The role of hippocampus in processing memory and cognition is thus undisputed, and significant amounts of pre-clinical and clinical data generated over the last few decades strongly support the hypothesis that one of the major toxicities of brain radiation is the result of injury to the hippocampus. The goal thus has been to avoid injury to the hippocampus as far as is reasonably possible, especially in patients where early disease or excellent treatment response would render them excellent candidates for long-term survival.

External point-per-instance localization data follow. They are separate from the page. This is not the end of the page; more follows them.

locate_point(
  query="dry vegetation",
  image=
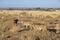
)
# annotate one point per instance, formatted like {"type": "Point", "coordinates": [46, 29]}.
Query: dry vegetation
{"type": "Point", "coordinates": [29, 25]}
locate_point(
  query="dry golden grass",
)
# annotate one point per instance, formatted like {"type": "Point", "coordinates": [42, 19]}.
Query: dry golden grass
{"type": "Point", "coordinates": [38, 22]}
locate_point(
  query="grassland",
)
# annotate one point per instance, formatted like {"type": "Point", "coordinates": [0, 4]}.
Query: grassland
{"type": "Point", "coordinates": [29, 25]}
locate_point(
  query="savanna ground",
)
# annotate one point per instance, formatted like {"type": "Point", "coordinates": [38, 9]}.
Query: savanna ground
{"type": "Point", "coordinates": [29, 25]}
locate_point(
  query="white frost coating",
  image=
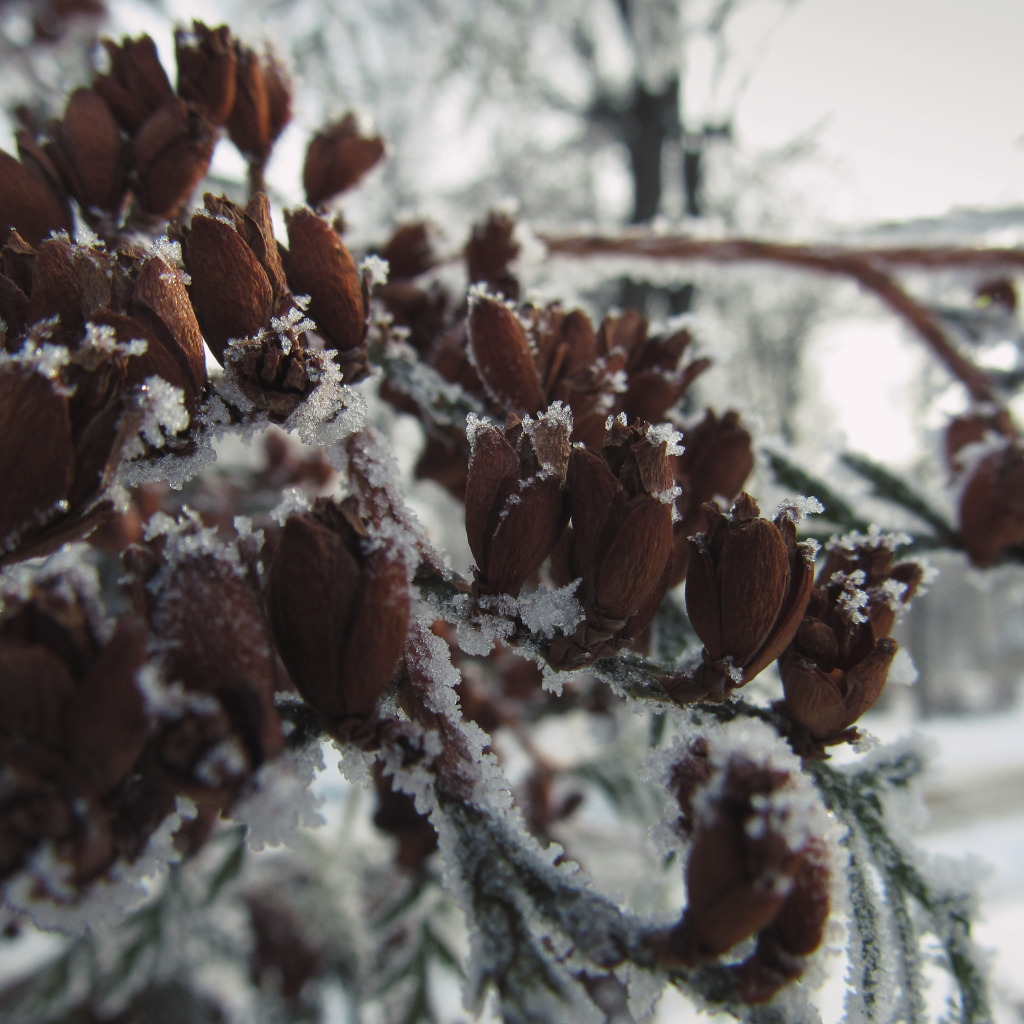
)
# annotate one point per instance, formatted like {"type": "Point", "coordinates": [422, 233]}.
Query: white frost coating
{"type": "Point", "coordinates": [69, 573]}
{"type": "Point", "coordinates": [281, 801]}
{"type": "Point", "coordinates": [852, 601]}
{"type": "Point", "coordinates": [171, 701]}
{"type": "Point", "coordinates": [552, 681]}
{"type": "Point", "coordinates": [479, 636]}
{"type": "Point", "coordinates": [666, 433]}
{"type": "Point", "coordinates": [102, 339]}
{"type": "Point", "coordinates": [163, 414]}
{"type": "Point", "coordinates": [294, 501]}
{"type": "Point", "coordinates": [108, 900]}
{"type": "Point", "coordinates": [87, 239]}
{"type": "Point", "coordinates": [42, 358]}
{"type": "Point", "coordinates": [643, 990]}
{"type": "Point", "coordinates": [547, 610]}
{"type": "Point", "coordinates": [331, 412]}
{"type": "Point", "coordinates": [170, 252]}
{"type": "Point", "coordinates": [185, 539]}
{"type": "Point", "coordinates": [810, 549]}
{"type": "Point", "coordinates": [475, 425]}
{"type": "Point", "coordinates": [875, 538]}
{"type": "Point", "coordinates": [292, 324]}
{"type": "Point", "coordinates": [479, 292]}
{"type": "Point", "coordinates": [668, 497]}
{"type": "Point", "coordinates": [356, 766]}
{"type": "Point", "coordinates": [176, 469]}
{"type": "Point", "coordinates": [797, 508]}
{"type": "Point", "coordinates": [375, 270]}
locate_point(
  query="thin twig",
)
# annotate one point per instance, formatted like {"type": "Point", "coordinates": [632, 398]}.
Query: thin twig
{"type": "Point", "coordinates": [863, 265]}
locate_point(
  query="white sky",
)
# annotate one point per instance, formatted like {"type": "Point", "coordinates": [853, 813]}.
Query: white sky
{"type": "Point", "coordinates": [923, 101]}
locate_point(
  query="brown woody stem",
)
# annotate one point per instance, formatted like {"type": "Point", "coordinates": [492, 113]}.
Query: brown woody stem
{"type": "Point", "coordinates": [863, 265]}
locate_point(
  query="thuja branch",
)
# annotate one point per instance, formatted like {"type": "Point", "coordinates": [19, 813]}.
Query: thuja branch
{"type": "Point", "coordinates": [858, 798]}
{"type": "Point", "coordinates": [862, 265]}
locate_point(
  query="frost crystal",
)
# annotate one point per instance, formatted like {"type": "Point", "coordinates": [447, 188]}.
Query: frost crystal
{"type": "Point", "coordinates": [545, 611]}
{"type": "Point", "coordinates": [875, 538]}
{"type": "Point", "coordinates": [282, 800]}
{"type": "Point", "coordinates": [293, 500]}
{"type": "Point", "coordinates": [666, 433]}
{"type": "Point", "coordinates": [168, 251]}
{"type": "Point", "coordinates": [43, 358]}
{"type": "Point", "coordinates": [292, 324]}
{"type": "Point", "coordinates": [164, 413]}
{"type": "Point", "coordinates": [474, 425]}
{"type": "Point", "coordinates": [796, 509]}
{"type": "Point", "coordinates": [852, 601]}
{"type": "Point", "coordinates": [332, 411]}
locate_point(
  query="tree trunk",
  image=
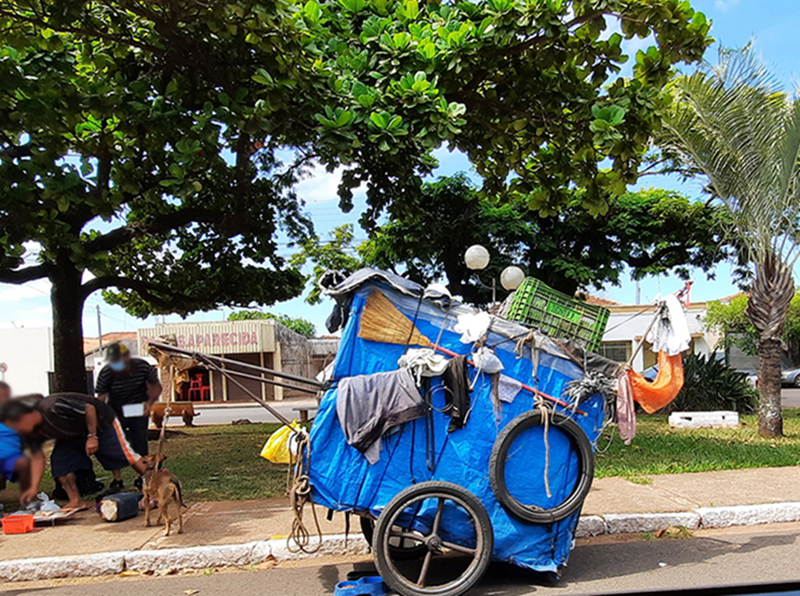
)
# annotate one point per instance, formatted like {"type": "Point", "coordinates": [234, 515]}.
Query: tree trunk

Therapeutic whole brain radiation and hippocampal-avoidance whole brain radiation
Brain metastases is the most common brain tumor in adults, and the risk of developing brain metastases vary according to the tumor type, although lung cancers account for about half of all these tumors (57,58). The prognosis, once brain metastases has developed, is relatively poor and the patients generally present with significant neurologic, cognitive and emotional issues. The most widely used treatment for multiple brain metastases has been whole brain radiation treatment (WBRT), which was seen to provide rapid attenuation of symptoms. Various dose schedules for WBRT were studied in multiple randomized studies and currently the most commonly used dose schedules include 30 Gy in 10 fractions or 20 Gy in 5 fractions. While these doses are inadequate for long-term tumor control, these doses do give tumor control in approximately 50% patients at 6 months (58). Unfortunately, multiple reports identified neuro-cognitive dysfunction as a late toxicity of WBRT, although this may have been confounded by multiple other factors including location of the tumor, surgical procedures and the use of neurotoxic drugs like chemotherapy. Early studies identified the pathophysiological changes in the brain that were associated with radiation induced toxicity, and various strategies were suggested to reduce the late neurological toxicity of WBRT. Currently, WBRT is offered for patients who have brain metastases that impinge eloquent areas or have disseminated disease that may be unamenable to surgery or stereotactic radiation. The second indication for WBRT is as an adjuvant treatment after surgery or stereotactic radiosurgery (SRS). Although adjuvant WBRT after surgery or SRS reduces the relative risk of intracranial disease progression, no survival advantages (59,60) were noted and was instead associated with increased risk of side effects including neurocognitive decline (61).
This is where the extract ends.